O programa também busca atrair pesquisadores estrangeiros que queiram se fixar no Brasil ou estabelecer parcerias com os brasileiros em áreas consideradas estratégicas. A iniciativa dá ainda oportunidade para que pesquisadores de empresas recebam treinamento especializado no exterior.

Novas inscrições

O CsF lançou no mês passado as novas chamadas para graduação sanduíche para interessados em estudar na Austrália (G8/ATN), Alemanha, Canadá (CALDO/CBIE), Coreia do Sul, Espanha, Estados Unidos, França, Holanda, Hungria, Itália, Japão, Noruega, Portugal, Reino Unido e Suécia.

As inscrições vão até 14 de janeiro de 2013. Os bolsistas iniciarão suas atividades no exterior a partir de meados de 2013, caso realizem curso de idioma, ou, em setembro de 2013. Para saber detalhes sobre o tempo prévio ao início do semestre letivo para curso de idioma no exterior o candidato deverá observar o texto de cada chamada.

Para Austrália foi adicionada a chamada para o ATN, conheça mais sobre as Universidades Tecnológicas da Austrália clicando aqui.
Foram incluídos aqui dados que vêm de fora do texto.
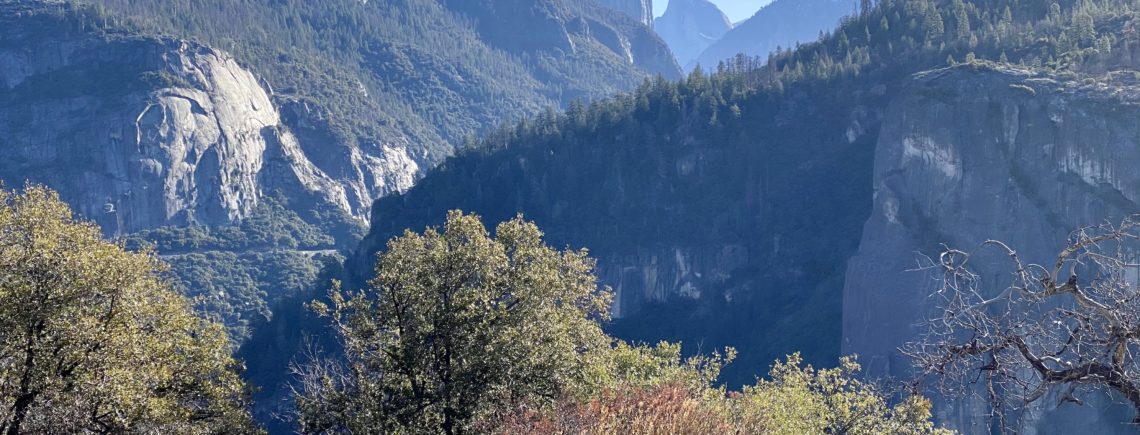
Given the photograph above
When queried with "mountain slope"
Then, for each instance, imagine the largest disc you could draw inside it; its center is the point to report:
(690, 26)
(1043, 155)
(247, 140)
(780, 24)
(724, 208)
Para os Estados Unidos foram liberadas duas chamadas: uma para tecnólogos e outra para as Universidades e Instituições Comunitárias Historicamente Negras.

Foram reabertas as chamadas para Alemanha, Austrália-G8, Canadá-CALDO e CBIE, Coreia do Sul, Holanda e Reino Unido para entrada em setembro de 2013. Novos países entraram nestas demandas tais como: Espanha, França, Hungria, Japão, Suécia e Portugal.

As chamadas para novos países e as abertas em julho desse ano, as quais foram retificadas neste lançamento, trazem novos requisitos e cursos específicos de graduação os quais são os únicos elegíveis à concessão da bolsa.

Quem pode concorrer ao CsF

O candidato deve ter nacionalidade brasileira ou ser naturalizado. Precisa estar regularmente matriculado em instituição de ensino superior no Brasil em cursos relacionados às áreas prioritárias do programa e ter concluído 20% do currículo previsto para o curso no País.

Os interessados têm que ter sido classificado com nota do Exame Nacional do Ensino Médio  (Enem) com no mínimo 600 pontos. É exigido bom desempenho acadêmico.

De acordo com os requisitos, será dada preferência aos candidatos que foram agraciados com prêmios em olimpíadas científicas no País ou exterior. Também levam vantagem os que tenham tido ou estão usufruindo de bolsa de iniciação científica ou tecnológica do CNPq ou Capes.

Na listagem de cursos de graduação contemplados pelo programa, a área de TIC aparece com diversos cursos.